This year I changed my Christmas tree. For several years now I have had a very elegant tree, all burgundy and gold. This year I went traditional.
I glue iridescence to the tips of pine cones, stringing them to the tree on red ribbon. I make cinnamon gingerbread men, with silver buttons and silver smiles. I pull red and green calico bows off the wreath my sister made for me one year and nestle them among the artificial needles of pine. I stitch a new tree skirt, one of unbleached muslin printed with holly leaves and berries.
I sit for two days, stringing popcorn and cranberries.
When I was a child, we always made popcorn strings for our tree. The light bulbs then on trees were large and, unlike my current set of twinkling white lights with the twelve settings of fade and run, colorful. The lights on my childhood trees were red, blue, yellow, and green. My mother lusted for some years after a metallic tree with a projector that rotated colors. Thankfully, we never had the money for one.
We would sit in the living room, my mother, sister, brother and I, and we would string popcorn. Carols played on the stereo and at some point my mother would make cocoa while I would argue with my brother over whether tinsel should be hung or thrown.
The popcorn breaks more easily than I remember. I separate the firm cranberries from those that have started to go soft. I double my thread, rolling the ends between my fingers to make a knot.

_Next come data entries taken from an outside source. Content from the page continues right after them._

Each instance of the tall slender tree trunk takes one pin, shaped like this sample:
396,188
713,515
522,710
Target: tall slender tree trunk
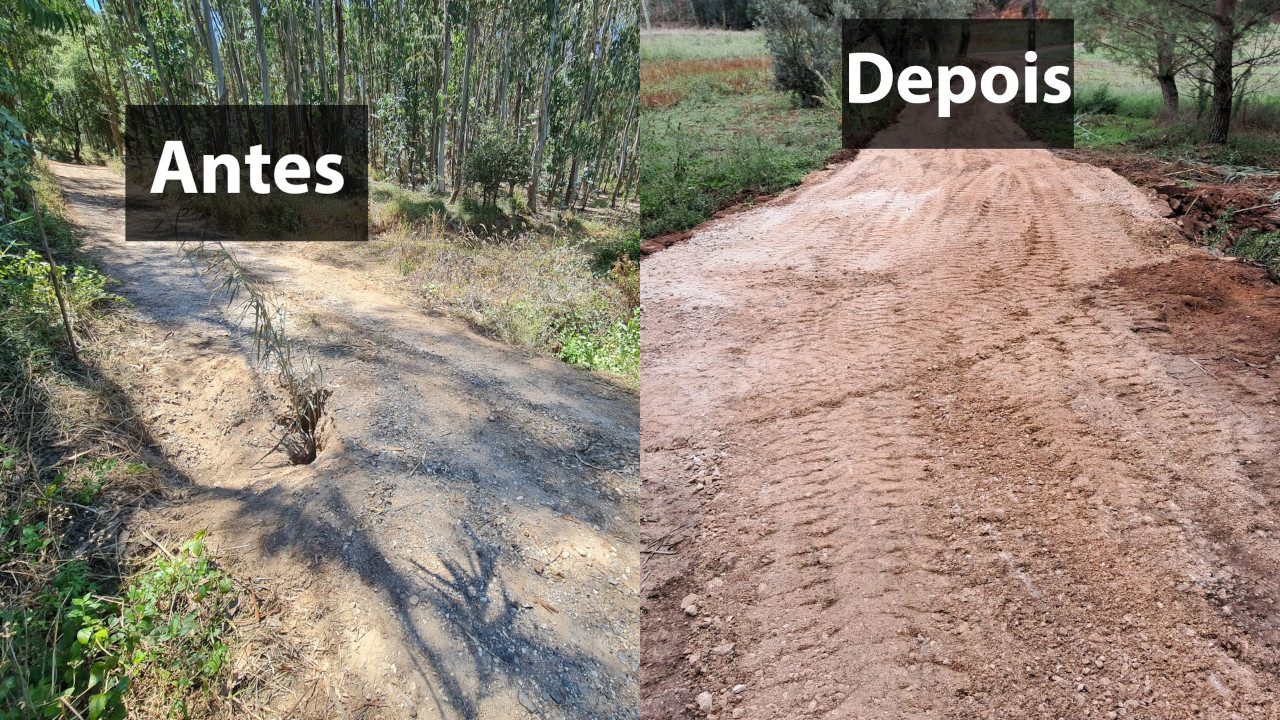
320,57
543,110
1169,94
440,123
1224,58
151,49
219,78
114,117
622,158
342,53
460,153
256,8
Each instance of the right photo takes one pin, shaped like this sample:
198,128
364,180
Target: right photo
960,359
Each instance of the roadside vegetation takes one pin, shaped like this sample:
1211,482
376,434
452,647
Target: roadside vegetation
85,630
1119,109
714,131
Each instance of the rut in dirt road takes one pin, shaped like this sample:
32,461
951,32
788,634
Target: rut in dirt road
465,543
905,450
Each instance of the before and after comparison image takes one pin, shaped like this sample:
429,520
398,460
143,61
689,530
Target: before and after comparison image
639,359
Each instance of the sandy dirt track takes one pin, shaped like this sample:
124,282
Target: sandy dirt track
464,546
905,455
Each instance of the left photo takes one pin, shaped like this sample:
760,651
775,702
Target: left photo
319,359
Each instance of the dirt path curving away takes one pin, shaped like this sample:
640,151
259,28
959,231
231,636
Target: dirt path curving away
913,446
465,543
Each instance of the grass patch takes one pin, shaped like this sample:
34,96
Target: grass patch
91,647
1176,142
714,132
566,285
82,636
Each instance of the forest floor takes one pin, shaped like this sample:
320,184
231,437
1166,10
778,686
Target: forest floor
465,543
959,434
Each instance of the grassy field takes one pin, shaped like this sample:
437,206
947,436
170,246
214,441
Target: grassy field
1116,108
714,131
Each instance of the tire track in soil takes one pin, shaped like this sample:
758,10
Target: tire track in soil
918,465
462,547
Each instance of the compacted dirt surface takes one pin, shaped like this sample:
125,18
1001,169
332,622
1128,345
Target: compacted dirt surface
959,434
465,543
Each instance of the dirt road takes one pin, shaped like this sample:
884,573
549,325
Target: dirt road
465,543
914,446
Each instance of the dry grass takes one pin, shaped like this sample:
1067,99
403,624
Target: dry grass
517,287
298,374
666,83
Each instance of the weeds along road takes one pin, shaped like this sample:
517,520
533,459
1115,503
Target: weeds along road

After I loop the popcorn strings branch to branch, I add the white ceramic sleigh bells with the red ceramic ribbons which I found in my mother’s house after she died. Next, I hang the porcelain angels, one for each family member no longer with us. A name tag hangs down the angel’s back, between her wings.
At the top of the tree, I place a red feathered cardinal. Wings spread wide as if caught in the moment before alighting, its crest glitters.